What is ROC and how does one interpret the ROC graph?
Oct 16, 2015 7:40 AM
ROC curves are one type of ‘goodness of fit’ curve that is commonly used with a categorical response. Generally, an ROC curve is used to provide a visualization of the sensitivity of a model that is being used to categorize a response. The idea is you would like to minimize the probability that a response will be a false positive and the ROC curve provides a nice visualization of the probability that a model will misclassify a response. Generally you’d like to see a curve that ascends VERY quickly and vertically from the origin towards the upper left corner of the plotting area, then curves ‘quickly’ to the right with a long flat line across the top of the chart paralleling the upper top of the charting area. A common plotting convention is to place a 45 degree line from the graph origin to the upper right corner of the charting area. This 45 degree line is interpreted as the ‘flip a coin’ line. That is, if the ROC curve isn’t far from this 45 degree line, you might as well flip a coin to categorize a binary response.
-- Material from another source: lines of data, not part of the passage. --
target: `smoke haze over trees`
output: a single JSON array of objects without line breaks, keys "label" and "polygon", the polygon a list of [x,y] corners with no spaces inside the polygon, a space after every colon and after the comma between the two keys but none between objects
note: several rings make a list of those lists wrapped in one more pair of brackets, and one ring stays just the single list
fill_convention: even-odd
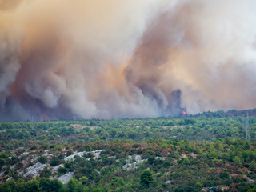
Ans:
[{"label": "smoke haze over trees", "polygon": [[0,0],[0,120],[256,107],[254,0]]}]

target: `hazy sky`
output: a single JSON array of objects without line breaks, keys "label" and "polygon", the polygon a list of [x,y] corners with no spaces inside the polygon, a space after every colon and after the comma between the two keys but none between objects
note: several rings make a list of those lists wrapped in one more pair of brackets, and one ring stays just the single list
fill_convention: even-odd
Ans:
[{"label": "hazy sky", "polygon": [[256,107],[254,0],[0,0],[0,120]]}]

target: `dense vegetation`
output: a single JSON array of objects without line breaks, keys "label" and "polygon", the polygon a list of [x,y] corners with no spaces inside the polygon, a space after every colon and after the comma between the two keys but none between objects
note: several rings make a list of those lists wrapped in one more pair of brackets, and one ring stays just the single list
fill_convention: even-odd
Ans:
[{"label": "dense vegetation", "polygon": [[248,141],[234,114],[2,122],[0,191],[256,191],[256,118]]}]

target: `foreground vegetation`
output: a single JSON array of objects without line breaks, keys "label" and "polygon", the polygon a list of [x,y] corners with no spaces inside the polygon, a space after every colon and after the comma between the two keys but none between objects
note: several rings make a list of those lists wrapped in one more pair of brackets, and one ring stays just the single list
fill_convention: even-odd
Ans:
[{"label": "foreground vegetation", "polygon": [[256,118],[250,142],[246,120],[2,122],[0,191],[256,191]]}]

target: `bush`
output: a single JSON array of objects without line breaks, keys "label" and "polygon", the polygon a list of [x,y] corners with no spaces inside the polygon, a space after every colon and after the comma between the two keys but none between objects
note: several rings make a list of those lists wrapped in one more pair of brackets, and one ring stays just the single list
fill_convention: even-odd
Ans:
[{"label": "bush", "polygon": [[38,162],[41,162],[42,164],[46,164],[47,162],[47,158],[46,156],[41,156],[38,158]]}]

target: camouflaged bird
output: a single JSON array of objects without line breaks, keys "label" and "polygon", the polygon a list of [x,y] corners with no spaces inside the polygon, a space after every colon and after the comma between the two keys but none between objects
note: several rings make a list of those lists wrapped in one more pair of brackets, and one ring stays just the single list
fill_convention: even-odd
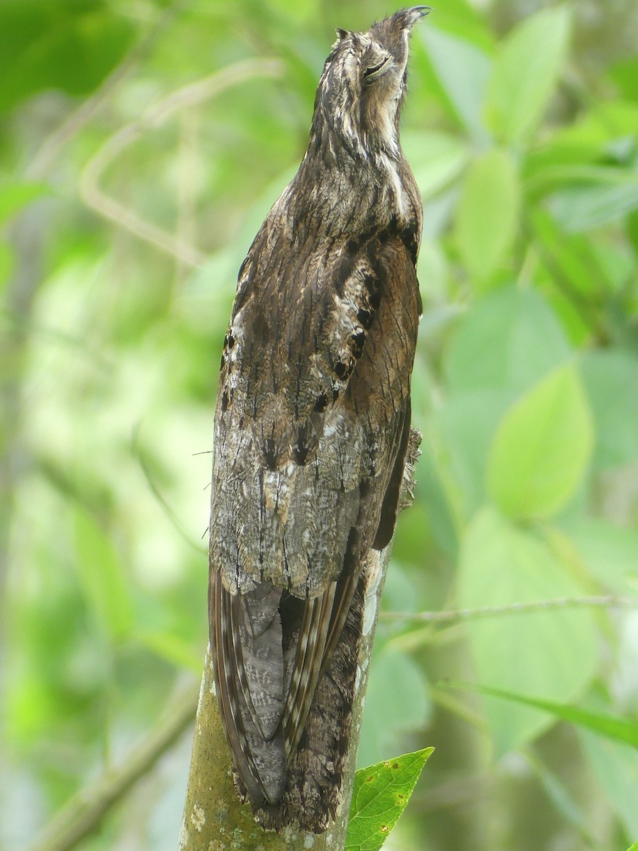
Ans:
[{"label": "camouflaged bird", "polygon": [[334,818],[366,555],[396,519],[422,218],[399,117],[427,11],[338,31],[308,150],[240,269],[225,340],[211,648],[238,785],[276,830]]}]

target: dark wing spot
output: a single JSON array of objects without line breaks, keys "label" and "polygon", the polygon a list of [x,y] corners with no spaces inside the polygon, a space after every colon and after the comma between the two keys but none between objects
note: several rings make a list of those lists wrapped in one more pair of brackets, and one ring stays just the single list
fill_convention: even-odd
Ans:
[{"label": "dark wing spot", "polygon": [[317,396],[315,401],[315,414],[322,414],[326,410],[326,406],[328,405],[328,397],[325,393],[322,393],[321,396]]},{"label": "dark wing spot", "polygon": [[359,331],[352,334],[352,354],[358,360],[363,352],[363,344],[366,341],[366,332]]},{"label": "dark wing spot", "polygon": [[277,456],[276,456],[276,448],[275,447],[275,441],[271,437],[264,443],[264,463],[268,467],[269,470],[276,470]]},{"label": "dark wing spot", "polygon": [[302,466],[306,462],[312,444],[316,443],[316,441],[312,440],[313,431],[312,425],[306,420],[297,432],[297,443],[293,447],[293,457],[297,464]]}]

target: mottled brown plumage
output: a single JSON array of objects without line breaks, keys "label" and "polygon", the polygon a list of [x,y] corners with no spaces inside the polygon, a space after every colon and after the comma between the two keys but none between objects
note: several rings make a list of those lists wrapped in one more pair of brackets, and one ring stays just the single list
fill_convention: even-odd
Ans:
[{"label": "mottled brown plumage", "polygon": [[267,827],[340,800],[371,548],[390,540],[421,311],[399,145],[416,7],[339,31],[308,150],[239,272],[214,428],[210,637],[240,786]]}]

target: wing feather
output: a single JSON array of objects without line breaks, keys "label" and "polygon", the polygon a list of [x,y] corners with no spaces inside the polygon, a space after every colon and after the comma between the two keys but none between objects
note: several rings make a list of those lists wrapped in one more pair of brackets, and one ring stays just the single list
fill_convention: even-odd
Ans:
[{"label": "wing feather", "polygon": [[[362,565],[394,531],[420,300],[398,237],[288,266],[261,238],[222,361],[210,566],[220,714],[253,808],[267,809],[293,797],[309,719],[347,710],[351,683],[320,681],[355,652],[341,637]],[[334,707],[313,708],[316,694]],[[344,748],[330,734],[328,774]]]}]

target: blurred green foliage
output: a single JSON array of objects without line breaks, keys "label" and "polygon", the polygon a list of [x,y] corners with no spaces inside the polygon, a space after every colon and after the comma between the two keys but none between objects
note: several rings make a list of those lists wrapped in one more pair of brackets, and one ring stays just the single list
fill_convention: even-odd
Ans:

So the further away from the 45 degree line, the ROC curve trace is, the more sensitive (better than flipping a coin) the model is.
A common statistic that accompanies ROC curves is the AUC (area under the curve) which gives a percentage of the space ‘under the curve’ the idea being if the model perfectly classified all responses, it would be 100%. AUCs are one measure that is often used to compare one model to another. Idea, again, is the model with the higher AUC is more sensitive than models with lower AUCs.
You’ll see ROC curves deployed widely within many JMP and JMP Pro modeling personalities whenever there is a categorical response. So for platforms such as nominal logistic regression, Partition (Decision Tree, Bootstrap Forest, Boosted Tree, etc.), Generalized Regression, PLS, pretty much whenever there is a categorical/nominal response…you’ll see the option to plot an ROC curve in JMP or JMP Pro.